The ICEB recently sent four MBA students to participate in the National Intercollegiate Business Ethics Competition at Loyola Marymount University in LA. The students proposed that the judges (acting as executives at a computer company) initiate a corporate take-back policy for their electric components.

Electronic waste, called e-waste, is one of the world’s fasted growing pollution problems and is not limited to computer parts. E-waste accounts for 70% of America’s toxic garbage and 2% of America’s total garbage. This smaller number, however, may be misrepresented, as much of the e-waste is exported to developing countries like China, India Thailand and Nigeria. Some companies are, in essence, outsourcing their pollution. In 2002 alone, 10.2 million computers were exported for illegal “recycling.” Much of these products end up in landfills where local adults and children find them and melt the valuable (yet toxic) materials down for resale. Harmful chemicals often drain into the soil and groundwater, further hurting the local peoples.

Using several systems currently in place in the EU (WEEE), Washington and California as a point of reference, the group argued that it is the company’s responsibility to dispose of this e-waste properly, speaking to ethical, legal and economic issues. Beyond the goodwill produced by such a process, often overlooked is the potential for income generation or cost savings that might also be produced.

Who do you think should be responsible for the disposal of electronic components? Do you agree that companies should take the lead? Or should the consumer be held accountable? Should the US adopt the systems currently in place in Europe and California?

Monday, February 4, 2008

Could your Facebook or MySpace account hurt your job search?
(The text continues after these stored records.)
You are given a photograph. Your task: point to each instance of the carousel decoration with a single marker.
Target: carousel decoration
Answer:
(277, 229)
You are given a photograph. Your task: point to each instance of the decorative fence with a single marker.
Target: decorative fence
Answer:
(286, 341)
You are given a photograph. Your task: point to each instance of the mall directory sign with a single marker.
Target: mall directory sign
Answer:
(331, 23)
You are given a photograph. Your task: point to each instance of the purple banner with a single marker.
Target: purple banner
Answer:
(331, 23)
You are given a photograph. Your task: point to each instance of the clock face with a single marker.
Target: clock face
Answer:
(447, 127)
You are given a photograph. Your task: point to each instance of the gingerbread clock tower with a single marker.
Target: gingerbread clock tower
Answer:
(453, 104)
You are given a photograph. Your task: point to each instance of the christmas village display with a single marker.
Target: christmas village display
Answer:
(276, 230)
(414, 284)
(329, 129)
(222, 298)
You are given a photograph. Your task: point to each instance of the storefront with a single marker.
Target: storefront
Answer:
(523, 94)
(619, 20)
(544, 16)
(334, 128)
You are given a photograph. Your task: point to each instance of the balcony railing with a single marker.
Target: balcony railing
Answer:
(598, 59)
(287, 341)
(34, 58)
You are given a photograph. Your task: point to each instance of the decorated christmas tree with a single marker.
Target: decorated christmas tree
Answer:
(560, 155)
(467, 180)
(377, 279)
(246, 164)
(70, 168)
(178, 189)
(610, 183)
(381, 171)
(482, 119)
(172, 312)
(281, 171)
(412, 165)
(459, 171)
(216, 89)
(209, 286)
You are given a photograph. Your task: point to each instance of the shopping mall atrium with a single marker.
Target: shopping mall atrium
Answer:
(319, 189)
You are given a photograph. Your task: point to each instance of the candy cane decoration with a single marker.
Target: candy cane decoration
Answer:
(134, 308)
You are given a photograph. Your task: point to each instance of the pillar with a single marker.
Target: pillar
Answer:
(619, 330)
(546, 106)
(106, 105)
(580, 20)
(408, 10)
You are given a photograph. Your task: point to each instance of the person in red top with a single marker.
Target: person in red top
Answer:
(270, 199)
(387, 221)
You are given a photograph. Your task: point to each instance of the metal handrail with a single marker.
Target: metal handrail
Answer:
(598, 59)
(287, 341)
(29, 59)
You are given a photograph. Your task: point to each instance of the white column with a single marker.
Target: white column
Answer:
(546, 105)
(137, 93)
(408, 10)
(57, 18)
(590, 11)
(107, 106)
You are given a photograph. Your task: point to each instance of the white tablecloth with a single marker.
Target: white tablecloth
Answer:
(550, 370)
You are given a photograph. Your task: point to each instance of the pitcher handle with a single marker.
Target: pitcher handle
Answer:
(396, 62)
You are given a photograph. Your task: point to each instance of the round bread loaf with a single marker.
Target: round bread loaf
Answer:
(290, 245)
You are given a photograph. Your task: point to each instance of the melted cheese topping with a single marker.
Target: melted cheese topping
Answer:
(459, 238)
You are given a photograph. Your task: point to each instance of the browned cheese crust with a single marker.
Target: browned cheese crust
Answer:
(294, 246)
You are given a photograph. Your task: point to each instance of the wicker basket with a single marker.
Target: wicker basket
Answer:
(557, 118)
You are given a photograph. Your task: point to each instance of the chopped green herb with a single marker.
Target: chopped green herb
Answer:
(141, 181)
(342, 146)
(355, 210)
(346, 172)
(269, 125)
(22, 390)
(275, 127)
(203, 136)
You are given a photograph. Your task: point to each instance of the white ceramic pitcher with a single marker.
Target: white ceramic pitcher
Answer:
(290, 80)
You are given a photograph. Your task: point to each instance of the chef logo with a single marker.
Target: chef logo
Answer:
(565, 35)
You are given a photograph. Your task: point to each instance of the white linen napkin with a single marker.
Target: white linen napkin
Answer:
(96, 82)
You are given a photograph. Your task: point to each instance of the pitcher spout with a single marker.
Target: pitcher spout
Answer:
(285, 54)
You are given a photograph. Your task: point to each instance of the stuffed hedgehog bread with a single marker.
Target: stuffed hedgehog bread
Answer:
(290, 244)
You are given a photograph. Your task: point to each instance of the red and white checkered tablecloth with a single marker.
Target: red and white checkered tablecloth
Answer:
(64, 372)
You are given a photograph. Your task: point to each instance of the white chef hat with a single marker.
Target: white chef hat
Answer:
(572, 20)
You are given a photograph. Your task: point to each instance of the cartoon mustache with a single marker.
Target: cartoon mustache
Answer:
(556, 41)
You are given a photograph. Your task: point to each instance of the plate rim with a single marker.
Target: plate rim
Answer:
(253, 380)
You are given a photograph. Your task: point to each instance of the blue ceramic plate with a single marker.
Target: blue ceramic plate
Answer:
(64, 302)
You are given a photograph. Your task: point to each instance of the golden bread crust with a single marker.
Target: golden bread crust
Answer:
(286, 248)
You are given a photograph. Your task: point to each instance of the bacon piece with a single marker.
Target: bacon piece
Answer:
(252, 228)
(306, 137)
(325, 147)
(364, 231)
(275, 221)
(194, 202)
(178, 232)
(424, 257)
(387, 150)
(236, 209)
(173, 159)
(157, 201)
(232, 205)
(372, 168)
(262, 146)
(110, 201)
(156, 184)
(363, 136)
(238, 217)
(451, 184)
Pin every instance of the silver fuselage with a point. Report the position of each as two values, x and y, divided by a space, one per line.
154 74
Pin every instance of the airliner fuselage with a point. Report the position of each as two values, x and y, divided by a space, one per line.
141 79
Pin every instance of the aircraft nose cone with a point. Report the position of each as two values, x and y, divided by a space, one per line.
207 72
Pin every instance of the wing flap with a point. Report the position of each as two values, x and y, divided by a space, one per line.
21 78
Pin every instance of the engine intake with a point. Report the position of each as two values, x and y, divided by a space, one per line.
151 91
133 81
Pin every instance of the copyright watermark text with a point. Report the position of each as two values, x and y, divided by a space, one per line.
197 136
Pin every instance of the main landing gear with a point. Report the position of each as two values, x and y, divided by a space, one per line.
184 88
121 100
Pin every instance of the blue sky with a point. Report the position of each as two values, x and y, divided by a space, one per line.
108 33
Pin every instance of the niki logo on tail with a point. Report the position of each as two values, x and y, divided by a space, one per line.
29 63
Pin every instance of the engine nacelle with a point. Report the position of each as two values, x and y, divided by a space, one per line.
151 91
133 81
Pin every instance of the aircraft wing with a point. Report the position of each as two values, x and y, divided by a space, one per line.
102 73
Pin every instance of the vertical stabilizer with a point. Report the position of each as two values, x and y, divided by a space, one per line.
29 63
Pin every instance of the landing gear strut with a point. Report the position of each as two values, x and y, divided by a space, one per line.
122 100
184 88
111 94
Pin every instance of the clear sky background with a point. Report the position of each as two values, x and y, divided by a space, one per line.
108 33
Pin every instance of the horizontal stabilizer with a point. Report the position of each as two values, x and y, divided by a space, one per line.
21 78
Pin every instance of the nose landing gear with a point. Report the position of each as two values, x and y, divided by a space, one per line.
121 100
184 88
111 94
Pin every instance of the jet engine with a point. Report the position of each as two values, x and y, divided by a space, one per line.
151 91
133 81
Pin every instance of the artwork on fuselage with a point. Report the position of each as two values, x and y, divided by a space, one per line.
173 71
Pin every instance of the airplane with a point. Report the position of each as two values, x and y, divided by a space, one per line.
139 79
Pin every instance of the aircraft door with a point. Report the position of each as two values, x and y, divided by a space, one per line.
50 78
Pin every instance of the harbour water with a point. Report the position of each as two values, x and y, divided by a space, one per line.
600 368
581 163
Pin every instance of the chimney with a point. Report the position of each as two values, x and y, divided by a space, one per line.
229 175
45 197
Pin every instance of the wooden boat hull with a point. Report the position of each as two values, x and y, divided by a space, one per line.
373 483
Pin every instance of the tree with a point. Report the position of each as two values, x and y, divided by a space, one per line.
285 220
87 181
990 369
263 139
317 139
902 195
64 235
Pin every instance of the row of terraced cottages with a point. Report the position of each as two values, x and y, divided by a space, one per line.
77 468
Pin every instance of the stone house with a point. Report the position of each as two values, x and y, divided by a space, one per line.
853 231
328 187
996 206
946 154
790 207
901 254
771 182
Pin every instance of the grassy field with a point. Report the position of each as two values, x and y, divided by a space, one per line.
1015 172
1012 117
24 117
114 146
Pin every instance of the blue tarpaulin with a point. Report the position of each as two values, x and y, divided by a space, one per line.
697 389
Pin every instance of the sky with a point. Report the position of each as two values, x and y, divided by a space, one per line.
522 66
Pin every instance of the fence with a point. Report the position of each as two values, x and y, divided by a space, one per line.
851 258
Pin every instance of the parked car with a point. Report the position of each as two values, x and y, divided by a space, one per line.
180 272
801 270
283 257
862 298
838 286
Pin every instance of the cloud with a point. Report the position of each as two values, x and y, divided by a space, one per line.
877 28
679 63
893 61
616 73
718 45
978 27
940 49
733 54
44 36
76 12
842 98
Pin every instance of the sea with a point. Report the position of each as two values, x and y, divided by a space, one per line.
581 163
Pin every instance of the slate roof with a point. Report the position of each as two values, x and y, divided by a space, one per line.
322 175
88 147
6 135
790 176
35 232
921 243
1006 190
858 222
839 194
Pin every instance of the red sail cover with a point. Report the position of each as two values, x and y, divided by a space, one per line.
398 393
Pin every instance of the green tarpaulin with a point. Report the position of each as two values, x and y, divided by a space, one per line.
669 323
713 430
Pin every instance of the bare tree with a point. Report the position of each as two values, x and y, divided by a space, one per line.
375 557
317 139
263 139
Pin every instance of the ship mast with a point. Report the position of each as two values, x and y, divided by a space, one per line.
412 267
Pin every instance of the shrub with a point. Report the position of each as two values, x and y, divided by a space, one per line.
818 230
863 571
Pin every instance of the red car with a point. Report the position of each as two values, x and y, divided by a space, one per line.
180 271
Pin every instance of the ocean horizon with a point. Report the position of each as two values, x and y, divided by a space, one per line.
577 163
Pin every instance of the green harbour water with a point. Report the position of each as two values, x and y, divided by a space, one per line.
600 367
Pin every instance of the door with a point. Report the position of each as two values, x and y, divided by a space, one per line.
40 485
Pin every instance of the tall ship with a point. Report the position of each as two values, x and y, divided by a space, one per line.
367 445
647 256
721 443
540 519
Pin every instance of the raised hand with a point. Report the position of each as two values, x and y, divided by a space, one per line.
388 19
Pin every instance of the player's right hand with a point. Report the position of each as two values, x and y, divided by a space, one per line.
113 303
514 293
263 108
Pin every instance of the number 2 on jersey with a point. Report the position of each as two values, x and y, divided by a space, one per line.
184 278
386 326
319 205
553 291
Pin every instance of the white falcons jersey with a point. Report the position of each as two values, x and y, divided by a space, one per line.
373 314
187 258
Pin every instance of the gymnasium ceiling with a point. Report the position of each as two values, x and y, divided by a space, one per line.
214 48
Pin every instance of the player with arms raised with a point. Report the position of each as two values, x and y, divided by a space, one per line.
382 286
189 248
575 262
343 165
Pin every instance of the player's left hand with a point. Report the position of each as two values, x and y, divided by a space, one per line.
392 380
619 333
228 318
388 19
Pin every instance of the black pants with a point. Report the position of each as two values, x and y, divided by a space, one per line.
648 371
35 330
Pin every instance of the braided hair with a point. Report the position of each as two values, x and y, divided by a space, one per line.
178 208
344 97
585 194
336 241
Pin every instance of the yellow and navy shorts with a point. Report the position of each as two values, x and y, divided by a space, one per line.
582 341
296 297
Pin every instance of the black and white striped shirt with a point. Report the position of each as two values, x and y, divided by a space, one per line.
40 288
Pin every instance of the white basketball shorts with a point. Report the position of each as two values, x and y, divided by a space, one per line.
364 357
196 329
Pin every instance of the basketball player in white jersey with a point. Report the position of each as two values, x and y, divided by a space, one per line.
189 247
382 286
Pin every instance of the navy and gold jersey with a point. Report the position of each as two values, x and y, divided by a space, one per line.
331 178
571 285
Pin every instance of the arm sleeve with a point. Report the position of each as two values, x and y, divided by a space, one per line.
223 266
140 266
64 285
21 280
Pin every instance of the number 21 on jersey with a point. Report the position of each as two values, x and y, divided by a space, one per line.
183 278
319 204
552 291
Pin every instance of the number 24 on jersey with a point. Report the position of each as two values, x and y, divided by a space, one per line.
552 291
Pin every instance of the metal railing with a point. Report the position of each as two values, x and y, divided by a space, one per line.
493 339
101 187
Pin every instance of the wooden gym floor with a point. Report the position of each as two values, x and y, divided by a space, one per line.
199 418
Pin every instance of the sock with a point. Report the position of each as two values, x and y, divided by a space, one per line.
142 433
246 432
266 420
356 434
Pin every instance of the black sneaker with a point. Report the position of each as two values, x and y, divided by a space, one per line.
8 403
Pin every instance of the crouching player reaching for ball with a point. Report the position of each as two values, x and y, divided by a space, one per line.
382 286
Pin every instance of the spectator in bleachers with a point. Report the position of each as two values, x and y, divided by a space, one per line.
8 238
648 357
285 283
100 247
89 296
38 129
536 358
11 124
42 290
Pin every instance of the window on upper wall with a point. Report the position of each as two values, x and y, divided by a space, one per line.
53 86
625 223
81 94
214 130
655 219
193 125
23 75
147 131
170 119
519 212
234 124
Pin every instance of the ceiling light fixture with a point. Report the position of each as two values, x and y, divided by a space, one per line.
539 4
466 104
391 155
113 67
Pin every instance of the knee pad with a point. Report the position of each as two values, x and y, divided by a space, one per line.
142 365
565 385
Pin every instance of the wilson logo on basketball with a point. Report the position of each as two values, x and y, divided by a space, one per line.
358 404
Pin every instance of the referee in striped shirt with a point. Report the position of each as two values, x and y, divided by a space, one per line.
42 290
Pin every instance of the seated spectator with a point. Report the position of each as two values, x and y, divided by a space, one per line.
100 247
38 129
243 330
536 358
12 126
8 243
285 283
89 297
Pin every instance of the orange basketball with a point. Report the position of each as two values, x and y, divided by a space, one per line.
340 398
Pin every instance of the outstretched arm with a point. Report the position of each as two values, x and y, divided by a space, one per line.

You may have noticed the “disclaimer” posted on the sidebar of this site. It is no coincidence that the first topic here is about personal information listed on the web. Facebook, an online social networking site, that has recently been the big topic on college campuses, in recent publications (Time, The Washington Post & Fast Company to name a few), and now even businesses are onboard. Some companies are using Facebook as a way to reach new customers and to tap the young adult market. Other companies are using Facebook as a way to connect to their employees; future, past and present.

What happens when companies get "too personal"? People have been fired for things they’ve said about their company online; others have not been hired because of statements, pictures or opinions posted online. Alison Doyle, on about.com, warns that, “if your blog, web site or profile contains information on your real identity, the people you least expect, and those that you certainly don't want reading it, may find it. Not only your boss and prospective employers, but, also your customers, colleagues and coworkers.” Is it ethical for current or future employers to view your personal information, profile or pictures online? What do you think?